Глаза Доридоттира вдруг стали голубыми. Для того, кто не видел, как россы из старинных аристократических родов выражают свои скрытые эмоции, это выглядело достаточно дико. В данном случае это могло означать одно – тщательно подавляемую вспышку ярости.
– Я согласен с подобной позицией, – спокойно произнес росс, и сузившиеся зрачки вновь приобрели ровный цвет спелого апельсина. – Александр, – обратился он ко мне, – завтра утром Леак Со-Хасс, командир одного из отрядов, вылетает в разведку на тяжелом самолете. Мне хотелось бы иметь там свои глаза… вы найдете его на аэродроме у восточных ворот. Он предупрежден.
Я коротко кивнул. В подобной атмосфере уставной грохот каблуков был бы абсолютно неуместен, хотя алая, сверкающая золотом замысловатого узора мантия, что была легко и изящно накинута на спинку его кресла, недвусмысленно напоминала о невероятной древности рода и высоком чине сухопарого светлокожего росса.
Детеринг чуть повернулся в кресле:
– Саша, ты можешь идти отдыхать.
Я поднялся и учтиво пожелал большим начальникам спокойной ночи – на что Детеринг благосклонно кивнул головой, а Доридоттир произнес фразу на кафарэ, суть которой заключалась в том, что его затаенной мечтой всю жизнь являлось желание, чтобы именно в эту ночь мне приснились цветущие сады и легионы юных дам.
Я миновал два мрачных коридора, спустился по высокой винтовой лестнице и вышел наконец к высокой резной двери своих апартаментов. В Ягуре архитектура просто развеселая: родовые замки – это какие-то термитники (соответствующих, конечно, размеров) с миллионом ходов, башен, подземелий и висячих переходов. Если здесь заблудиться – пиши пропало. Я за сегодняшний день еле научился находить дорогу к своей «каюте».
Отомкнув дверь могучим стальным ключом, я вошел вовнутрь, нащупал на панели выключатель и включил три тусклые вакуумные лампочки на стенах. Термогенераторы у ребят явно барахлили, и без того мерзкий желтый свет то и дело помаргивал, при этом лампы издавали неприятное скрипящее шипение.

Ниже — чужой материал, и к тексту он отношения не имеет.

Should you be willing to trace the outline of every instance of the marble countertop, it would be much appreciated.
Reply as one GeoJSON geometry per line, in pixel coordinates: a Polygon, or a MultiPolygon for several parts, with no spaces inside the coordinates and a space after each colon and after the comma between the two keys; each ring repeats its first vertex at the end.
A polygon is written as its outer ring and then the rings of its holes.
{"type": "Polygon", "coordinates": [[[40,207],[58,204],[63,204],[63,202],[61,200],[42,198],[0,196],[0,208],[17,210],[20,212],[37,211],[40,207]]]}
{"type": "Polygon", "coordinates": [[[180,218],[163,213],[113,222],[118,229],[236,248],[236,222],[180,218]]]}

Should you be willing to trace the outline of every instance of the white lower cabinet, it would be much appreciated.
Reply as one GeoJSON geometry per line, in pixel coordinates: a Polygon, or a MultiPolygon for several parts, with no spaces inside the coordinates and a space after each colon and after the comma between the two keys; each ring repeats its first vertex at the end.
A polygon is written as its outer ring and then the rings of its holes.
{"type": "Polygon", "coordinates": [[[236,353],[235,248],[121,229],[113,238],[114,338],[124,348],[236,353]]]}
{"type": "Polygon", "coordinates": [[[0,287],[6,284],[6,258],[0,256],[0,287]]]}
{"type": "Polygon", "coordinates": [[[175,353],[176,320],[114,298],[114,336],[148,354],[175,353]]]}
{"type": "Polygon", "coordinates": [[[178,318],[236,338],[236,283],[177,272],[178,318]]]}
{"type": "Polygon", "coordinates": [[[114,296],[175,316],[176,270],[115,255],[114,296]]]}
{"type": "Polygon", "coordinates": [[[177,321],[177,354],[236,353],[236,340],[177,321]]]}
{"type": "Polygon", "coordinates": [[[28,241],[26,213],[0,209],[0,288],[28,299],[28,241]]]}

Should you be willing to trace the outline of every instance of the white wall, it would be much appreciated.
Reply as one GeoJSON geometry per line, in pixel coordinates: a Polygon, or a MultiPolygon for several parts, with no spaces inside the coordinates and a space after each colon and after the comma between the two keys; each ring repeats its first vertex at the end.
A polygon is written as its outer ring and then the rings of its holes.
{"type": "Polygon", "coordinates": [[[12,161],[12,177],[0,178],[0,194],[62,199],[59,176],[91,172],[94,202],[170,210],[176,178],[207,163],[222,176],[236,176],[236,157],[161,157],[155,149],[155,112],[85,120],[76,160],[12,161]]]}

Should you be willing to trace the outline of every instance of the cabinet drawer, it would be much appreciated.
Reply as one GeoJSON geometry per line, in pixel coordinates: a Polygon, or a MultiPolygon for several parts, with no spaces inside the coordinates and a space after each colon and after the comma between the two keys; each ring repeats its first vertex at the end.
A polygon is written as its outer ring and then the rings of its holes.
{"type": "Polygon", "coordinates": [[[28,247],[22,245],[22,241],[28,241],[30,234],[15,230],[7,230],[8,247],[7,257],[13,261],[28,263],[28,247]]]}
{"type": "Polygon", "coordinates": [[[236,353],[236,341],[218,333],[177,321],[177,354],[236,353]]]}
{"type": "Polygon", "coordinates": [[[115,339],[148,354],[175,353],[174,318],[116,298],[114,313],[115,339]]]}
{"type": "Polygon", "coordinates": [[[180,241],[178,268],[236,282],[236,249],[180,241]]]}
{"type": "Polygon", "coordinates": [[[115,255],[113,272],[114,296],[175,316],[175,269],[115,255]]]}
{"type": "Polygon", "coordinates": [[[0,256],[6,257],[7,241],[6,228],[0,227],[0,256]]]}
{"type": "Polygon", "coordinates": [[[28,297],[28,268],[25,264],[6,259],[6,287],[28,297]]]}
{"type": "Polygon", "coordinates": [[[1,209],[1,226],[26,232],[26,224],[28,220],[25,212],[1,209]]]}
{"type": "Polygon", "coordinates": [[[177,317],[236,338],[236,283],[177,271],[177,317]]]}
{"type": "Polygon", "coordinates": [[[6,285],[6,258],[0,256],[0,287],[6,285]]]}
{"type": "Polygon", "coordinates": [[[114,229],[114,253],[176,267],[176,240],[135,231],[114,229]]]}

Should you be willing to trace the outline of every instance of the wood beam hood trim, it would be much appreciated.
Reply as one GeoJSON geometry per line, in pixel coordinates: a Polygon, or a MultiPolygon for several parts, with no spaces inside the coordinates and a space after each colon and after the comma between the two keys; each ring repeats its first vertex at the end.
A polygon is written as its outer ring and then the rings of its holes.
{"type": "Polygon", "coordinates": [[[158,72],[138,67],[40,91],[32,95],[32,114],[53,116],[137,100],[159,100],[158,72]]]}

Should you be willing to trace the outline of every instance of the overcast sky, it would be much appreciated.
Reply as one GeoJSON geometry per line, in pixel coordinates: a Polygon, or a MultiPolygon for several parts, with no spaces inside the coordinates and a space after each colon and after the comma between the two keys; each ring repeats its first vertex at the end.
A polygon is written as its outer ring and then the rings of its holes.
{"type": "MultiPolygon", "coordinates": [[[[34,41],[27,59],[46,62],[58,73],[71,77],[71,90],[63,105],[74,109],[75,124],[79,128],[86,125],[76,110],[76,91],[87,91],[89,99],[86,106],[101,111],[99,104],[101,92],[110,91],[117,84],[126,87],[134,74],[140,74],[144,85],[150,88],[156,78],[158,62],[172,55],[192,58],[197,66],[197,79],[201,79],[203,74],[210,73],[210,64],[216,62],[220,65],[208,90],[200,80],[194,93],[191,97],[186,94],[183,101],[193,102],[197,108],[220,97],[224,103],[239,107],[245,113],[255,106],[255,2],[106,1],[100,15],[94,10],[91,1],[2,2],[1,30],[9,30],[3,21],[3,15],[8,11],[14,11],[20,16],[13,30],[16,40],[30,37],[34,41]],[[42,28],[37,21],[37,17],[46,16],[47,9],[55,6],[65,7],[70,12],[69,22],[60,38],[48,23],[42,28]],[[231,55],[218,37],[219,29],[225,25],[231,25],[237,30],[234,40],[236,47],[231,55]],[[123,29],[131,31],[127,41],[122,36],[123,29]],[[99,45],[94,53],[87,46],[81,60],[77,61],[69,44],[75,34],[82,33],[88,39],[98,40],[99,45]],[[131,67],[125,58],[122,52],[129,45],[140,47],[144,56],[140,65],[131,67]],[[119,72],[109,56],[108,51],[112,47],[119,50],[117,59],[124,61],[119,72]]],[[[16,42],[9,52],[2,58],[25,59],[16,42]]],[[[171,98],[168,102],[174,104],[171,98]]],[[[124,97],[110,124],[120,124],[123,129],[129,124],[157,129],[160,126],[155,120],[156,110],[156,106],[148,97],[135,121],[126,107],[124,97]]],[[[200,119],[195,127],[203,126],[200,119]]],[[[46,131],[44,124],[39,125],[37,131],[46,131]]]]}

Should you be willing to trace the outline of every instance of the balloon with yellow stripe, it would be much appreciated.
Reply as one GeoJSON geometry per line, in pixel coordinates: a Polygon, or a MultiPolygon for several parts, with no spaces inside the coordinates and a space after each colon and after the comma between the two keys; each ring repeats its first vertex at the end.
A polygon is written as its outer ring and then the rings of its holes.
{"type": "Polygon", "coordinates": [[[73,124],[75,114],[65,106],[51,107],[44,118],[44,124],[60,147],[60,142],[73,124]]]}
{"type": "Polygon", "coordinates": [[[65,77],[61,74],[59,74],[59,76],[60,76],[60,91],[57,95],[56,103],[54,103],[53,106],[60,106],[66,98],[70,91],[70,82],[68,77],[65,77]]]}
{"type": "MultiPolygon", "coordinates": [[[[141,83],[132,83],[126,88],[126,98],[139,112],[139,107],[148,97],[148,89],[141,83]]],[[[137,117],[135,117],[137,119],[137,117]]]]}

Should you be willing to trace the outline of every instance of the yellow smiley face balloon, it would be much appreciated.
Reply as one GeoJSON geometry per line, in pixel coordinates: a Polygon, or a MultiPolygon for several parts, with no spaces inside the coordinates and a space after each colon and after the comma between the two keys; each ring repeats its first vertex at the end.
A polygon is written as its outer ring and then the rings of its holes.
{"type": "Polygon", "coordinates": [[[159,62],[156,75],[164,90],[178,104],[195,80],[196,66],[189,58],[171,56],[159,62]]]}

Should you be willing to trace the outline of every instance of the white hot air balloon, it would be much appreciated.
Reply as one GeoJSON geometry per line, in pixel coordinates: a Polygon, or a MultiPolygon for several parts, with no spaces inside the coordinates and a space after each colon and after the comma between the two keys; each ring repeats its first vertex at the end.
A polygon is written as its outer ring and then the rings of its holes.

Я стащил с себя обмундирование вместе с бронекостюмом, влез в родной черный комбинезон и на всякий случай прицепил к специальным петлям на правом бедре кобуру с пистолетом. На низком треугольном столике меня ждал ужин – тушеное мясо, лепешки острого сыра и кувшин богомерзкого здешнего вина. Я присел на мягкий бархатный пуф и, орудуя двумя заостренными палочками, принялся уплетать аппетитные кусочки мяса, плавающие в пряной подливе. Закусывал я сыром, хотя от него почему-то пахло коньяком.